7. Theory of S.A. Schumm:
Schumm’s theory is based on the episodic erosion model. He stated that denudation is not gradual and continuous, rather it is episodic. The geomorphic history of landscape development, according to Schumm, includes numerous periods of rapid erosion (period of instability) and deposition. Period of rapid erosion is followed by long period of deposition. There is repetition of periods of erosion and deposition and thus there is complexity in the evolution and development of landforms.
Schumm says the complexity of landscape can be explained in terms of two geomorphic concepts: (a) concept of geomorphic thresholds, and (b) concept of complex response. Explaining these two concepts Prof. Savindra Singh writes, “The concept of geomorphic thresholds suggests that changes may occur in the fluvial system but these changes are not occasioned by external factors such as isostatic upliftment, but are effected by inherent geomorphic controls of eroding fluvial system (say drainage basin).
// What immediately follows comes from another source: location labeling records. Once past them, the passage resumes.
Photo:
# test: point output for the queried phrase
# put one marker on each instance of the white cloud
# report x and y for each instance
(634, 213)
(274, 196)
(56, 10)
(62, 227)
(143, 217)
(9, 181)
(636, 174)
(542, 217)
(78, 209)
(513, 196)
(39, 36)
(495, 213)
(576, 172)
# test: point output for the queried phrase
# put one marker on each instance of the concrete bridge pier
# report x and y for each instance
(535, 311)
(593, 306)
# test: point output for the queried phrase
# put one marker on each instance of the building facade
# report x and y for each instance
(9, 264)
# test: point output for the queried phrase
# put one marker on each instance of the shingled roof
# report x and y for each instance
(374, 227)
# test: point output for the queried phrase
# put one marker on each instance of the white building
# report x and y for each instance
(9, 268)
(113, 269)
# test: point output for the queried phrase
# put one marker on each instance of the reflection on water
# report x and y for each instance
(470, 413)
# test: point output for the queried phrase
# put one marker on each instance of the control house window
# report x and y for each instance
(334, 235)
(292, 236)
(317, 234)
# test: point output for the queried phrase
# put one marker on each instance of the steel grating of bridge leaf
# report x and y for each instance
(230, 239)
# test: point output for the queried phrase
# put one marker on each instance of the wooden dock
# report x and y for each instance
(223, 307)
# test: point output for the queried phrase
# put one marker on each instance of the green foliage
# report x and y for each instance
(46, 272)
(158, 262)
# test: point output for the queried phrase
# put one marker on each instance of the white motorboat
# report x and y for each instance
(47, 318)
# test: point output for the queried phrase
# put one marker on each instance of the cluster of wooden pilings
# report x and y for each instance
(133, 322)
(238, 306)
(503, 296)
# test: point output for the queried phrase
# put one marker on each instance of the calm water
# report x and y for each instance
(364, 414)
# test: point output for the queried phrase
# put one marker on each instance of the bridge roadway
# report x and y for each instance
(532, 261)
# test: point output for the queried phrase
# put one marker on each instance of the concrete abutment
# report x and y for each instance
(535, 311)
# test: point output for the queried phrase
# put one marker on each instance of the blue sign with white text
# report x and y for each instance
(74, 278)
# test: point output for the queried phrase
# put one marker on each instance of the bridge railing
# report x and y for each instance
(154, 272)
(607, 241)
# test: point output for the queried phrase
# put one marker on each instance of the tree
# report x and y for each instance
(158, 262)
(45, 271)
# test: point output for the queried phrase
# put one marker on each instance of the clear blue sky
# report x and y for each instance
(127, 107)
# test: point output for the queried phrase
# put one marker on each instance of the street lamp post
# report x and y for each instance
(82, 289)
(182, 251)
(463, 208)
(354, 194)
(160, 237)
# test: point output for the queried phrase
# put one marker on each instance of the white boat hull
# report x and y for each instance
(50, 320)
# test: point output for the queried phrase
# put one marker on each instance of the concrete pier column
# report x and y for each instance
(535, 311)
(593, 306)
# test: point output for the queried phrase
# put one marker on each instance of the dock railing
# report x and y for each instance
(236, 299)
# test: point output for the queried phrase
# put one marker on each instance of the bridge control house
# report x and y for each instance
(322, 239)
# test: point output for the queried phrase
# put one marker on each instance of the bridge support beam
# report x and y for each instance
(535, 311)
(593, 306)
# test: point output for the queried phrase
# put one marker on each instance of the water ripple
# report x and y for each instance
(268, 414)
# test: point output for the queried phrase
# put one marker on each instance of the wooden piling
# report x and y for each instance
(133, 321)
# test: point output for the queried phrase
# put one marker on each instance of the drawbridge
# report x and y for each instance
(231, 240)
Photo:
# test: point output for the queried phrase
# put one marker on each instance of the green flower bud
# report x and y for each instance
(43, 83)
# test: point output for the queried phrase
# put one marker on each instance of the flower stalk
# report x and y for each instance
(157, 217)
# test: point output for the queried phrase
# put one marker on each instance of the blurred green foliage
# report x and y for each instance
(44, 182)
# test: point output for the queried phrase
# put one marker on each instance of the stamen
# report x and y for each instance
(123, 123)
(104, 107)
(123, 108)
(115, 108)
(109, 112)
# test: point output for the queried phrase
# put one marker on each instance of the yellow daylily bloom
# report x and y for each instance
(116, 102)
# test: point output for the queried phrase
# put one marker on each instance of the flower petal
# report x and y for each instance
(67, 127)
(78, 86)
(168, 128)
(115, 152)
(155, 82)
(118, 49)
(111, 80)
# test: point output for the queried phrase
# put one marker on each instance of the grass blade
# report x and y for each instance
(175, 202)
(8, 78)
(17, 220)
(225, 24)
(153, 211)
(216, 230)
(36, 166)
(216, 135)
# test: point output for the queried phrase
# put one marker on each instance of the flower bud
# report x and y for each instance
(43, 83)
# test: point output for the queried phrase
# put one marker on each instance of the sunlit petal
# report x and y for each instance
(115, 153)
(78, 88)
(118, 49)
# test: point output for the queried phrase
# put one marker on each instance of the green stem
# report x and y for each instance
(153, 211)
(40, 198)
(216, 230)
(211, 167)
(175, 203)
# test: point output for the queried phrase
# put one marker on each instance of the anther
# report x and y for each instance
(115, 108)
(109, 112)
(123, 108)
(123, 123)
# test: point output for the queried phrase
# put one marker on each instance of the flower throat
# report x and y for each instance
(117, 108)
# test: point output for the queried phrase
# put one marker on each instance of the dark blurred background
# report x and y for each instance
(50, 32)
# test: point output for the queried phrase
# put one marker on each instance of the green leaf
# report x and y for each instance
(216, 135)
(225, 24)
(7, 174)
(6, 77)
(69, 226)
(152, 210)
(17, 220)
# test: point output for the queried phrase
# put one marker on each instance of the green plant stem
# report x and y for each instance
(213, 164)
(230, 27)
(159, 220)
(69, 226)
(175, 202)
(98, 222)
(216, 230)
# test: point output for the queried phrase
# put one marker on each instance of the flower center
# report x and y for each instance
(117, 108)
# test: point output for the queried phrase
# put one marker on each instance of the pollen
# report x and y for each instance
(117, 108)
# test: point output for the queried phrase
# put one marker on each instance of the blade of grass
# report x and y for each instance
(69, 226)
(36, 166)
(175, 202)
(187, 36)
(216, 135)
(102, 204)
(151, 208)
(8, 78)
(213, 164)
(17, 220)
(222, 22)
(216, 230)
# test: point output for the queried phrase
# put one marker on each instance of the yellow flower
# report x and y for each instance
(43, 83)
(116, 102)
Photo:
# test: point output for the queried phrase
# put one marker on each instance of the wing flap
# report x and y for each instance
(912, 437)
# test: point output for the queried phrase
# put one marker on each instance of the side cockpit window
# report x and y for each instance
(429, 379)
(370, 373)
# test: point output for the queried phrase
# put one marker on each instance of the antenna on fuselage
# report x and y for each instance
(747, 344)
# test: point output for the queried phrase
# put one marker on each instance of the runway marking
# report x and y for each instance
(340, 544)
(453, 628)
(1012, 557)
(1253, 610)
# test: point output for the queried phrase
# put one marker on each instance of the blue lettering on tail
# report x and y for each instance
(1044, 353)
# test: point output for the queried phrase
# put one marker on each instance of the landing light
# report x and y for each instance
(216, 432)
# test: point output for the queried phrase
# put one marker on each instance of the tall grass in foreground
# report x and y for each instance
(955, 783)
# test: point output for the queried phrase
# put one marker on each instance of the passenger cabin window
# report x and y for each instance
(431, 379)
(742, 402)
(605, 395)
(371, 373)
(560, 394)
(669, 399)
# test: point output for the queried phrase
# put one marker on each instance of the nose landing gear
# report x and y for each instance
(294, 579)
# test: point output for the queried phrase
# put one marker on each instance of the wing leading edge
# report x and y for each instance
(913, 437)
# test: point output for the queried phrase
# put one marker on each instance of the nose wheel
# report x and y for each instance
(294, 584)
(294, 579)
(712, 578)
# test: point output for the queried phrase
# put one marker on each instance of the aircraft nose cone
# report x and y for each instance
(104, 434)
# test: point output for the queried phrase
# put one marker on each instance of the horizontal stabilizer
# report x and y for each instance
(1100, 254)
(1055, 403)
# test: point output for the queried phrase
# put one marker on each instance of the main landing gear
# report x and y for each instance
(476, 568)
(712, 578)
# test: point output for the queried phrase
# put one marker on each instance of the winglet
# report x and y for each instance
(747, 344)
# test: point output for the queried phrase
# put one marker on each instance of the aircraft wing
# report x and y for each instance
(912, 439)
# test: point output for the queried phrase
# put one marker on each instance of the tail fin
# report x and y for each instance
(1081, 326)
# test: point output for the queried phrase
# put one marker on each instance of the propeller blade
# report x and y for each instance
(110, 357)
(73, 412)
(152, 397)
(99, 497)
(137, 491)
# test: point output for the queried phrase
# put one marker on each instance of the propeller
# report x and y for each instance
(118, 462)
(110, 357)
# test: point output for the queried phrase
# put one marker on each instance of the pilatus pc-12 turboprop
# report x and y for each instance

For instance, if there is deposition of eroded sediments in a fluvial system, these deposited sediments become unstable at a critical threshold slope i.e. channel slope gradient increases due to sedimentation and a limit (threshold) is attained when no further sediments may be accommodated. Consequently, the channel gradient becomes such (due to deposition) that erosion of deposited sediments begins due to increased channel flow velocity. It is evident that such changes (deposition and erosion) have not been effected by external variables of the fluvial system but have been caused by the internal geomorphic controls.
According to the concept of complex response, when a fluvial system is rejuvenated (say, drainage basin), then the response of the fluvial system to rejuvenation is not just renewed accelerated rate of valley deepening but the response is in the form of attainment of new equilibrium (it may be stated that the equilibrium is disturbed due to rejuvenation) through down cutting, aggradation and renewed erosion. If the effects of external variables of the fluvial system (isostatic upliftment) is combined with geomorphic thresholds and complex response then at least during the initial stage (youth), the geomorphic cycle of erosion cannot be progressive; rather, there would be complex response of events of relative periods of stability separated by periods of episodic erosion. In other words, there is repetition of periods of erosion and erosionless periods (periods of stability), the response (result) of which is that, the fluvial system and the resultant landscape become very complex. The main reason of the resultant complexity of landscape is the fact that if any event occurs in any segment of a river, there is no instantaneous impact of such event on the entire channel length.”
Though some of Schumm’s ideas did not find favour with many geomorphologists, modern studies of thresholds and complex response have suggested to synthesise the Davisian cyclic decay model and the steady state model of Gilbert into an organic vision of landform evolution.